GDPR: what’s new and what’s old
GDPR 2018: what’s new and what’s old.
In my work as a privacy professional I have dealt with companies and public administrations that – those with more effort and effort, those with less – have tried to adapt to the so-called “privacy” regulations that have taken place over the last twenty years. But when I happened to meet these companies after a while, I discovered that all those efforts – big or small they were – had no following: a magnificent castle was built but no maintenance was done , and that castle fell to pieces, in some cases it no longer exists and many do not know if it ever existed.
So when I think of the GDPR and all those who are concerned with the changes that this introduces and the investments that will need to be made to adapt, in short, when my clients ask me how much this new castle will cost them, I would rather say than think what will be needed to invest in building the castle (new software, new technologies) will be more important to think about later, how to organize and maintain their processes, how to keep their people up to date, how to verify, monitor that data are treated in the respect for the principles, that the effectiveness of the security measures is always adequate in relation to the evolution of the threats and the new treatments that the companies put in place.
Yes, because in the GDPR there is little new as to prescriptions (the GDPR has not so much prescriptive character), there is instead a lot of new in terms of principles and responsibilities.
One of the key principles of the GDPR 2018 is in fact that of accountability, of accountability.
In fact, the Owner is responsible for any decision on the appropriate measures to be prepared, and the measures are established on the basis of the results of the risk analysis (and this is not new, remember the DPSS whose compulsory had been canceled in our legal system?). And the risk analysis must be done on the treatments, it is necessary to draw up a Register of Treatments (The DPSS foresaw a census of the treatments, even here nothing new …).

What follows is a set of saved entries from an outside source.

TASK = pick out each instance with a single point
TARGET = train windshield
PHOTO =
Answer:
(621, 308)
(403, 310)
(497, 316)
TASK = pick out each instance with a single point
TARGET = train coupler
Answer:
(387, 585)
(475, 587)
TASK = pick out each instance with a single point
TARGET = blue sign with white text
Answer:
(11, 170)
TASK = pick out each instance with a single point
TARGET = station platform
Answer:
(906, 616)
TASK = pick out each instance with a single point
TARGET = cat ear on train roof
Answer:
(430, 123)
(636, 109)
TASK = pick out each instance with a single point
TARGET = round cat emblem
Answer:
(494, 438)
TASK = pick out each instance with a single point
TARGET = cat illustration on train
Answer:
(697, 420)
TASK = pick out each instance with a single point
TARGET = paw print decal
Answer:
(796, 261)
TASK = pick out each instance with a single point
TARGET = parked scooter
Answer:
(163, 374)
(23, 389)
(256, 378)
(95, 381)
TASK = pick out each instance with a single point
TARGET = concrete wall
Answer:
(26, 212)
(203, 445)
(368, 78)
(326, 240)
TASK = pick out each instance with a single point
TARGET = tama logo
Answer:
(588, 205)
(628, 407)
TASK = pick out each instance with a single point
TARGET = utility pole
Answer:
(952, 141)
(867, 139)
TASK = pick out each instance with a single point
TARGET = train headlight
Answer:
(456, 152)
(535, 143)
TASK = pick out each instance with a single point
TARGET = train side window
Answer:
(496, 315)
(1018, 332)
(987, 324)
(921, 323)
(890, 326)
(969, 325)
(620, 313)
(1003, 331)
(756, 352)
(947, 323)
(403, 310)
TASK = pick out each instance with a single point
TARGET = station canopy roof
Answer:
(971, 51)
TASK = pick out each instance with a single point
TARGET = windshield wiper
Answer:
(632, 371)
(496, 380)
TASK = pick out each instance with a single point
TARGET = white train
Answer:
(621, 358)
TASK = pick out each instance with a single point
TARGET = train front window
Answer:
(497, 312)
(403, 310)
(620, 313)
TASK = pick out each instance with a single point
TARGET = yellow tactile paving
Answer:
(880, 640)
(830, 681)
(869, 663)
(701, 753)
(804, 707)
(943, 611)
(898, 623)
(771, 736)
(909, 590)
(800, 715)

But security measures, treatment processes, are not something static. Moreover it may happen that not all organization is constant in applying principles and measures in daily practice.
Here then the GDPR requires that the effectiveness of the measures is monitored, that the application of the principles is verified: this has only one name, which in the Italian version of the GDPR has been translated in an abrupt manner in three different ways. This name is AUDIT: here’s what you have to keep doing.
And much attention must also be done when designing new measures, new treatments: it will be necessary to respect the key principles of privacy by design and privacy by default.
And for the most risky treatments (those that are operated on data that are risky for the freedom and dignity of the data subjects, health data, biometric data, genetic data …), an Impact Assessment must be carried out before starting the treatment. The current legislation provides for a notification to the Guarantor, an act that is usually only bureaucratic: the GDPR asks for something more complicated, which goes to intersect with the principle of accountability: it is always the owner who is responsible for carrying out an evaluation impact and decide on the measures.
In conclusion, in GDPR 2018 there is a lot of old, already present in the current legislation, although in some cases a bit ‘hidden between the lines, but often less hidden in the measures of the Guarantor. The real news, as we have seen, lies in the responsibility, in the need – even in the obligation – to do maintenance, and it is precisely there that also go to fit the new (those yes!) And much heavier penalties.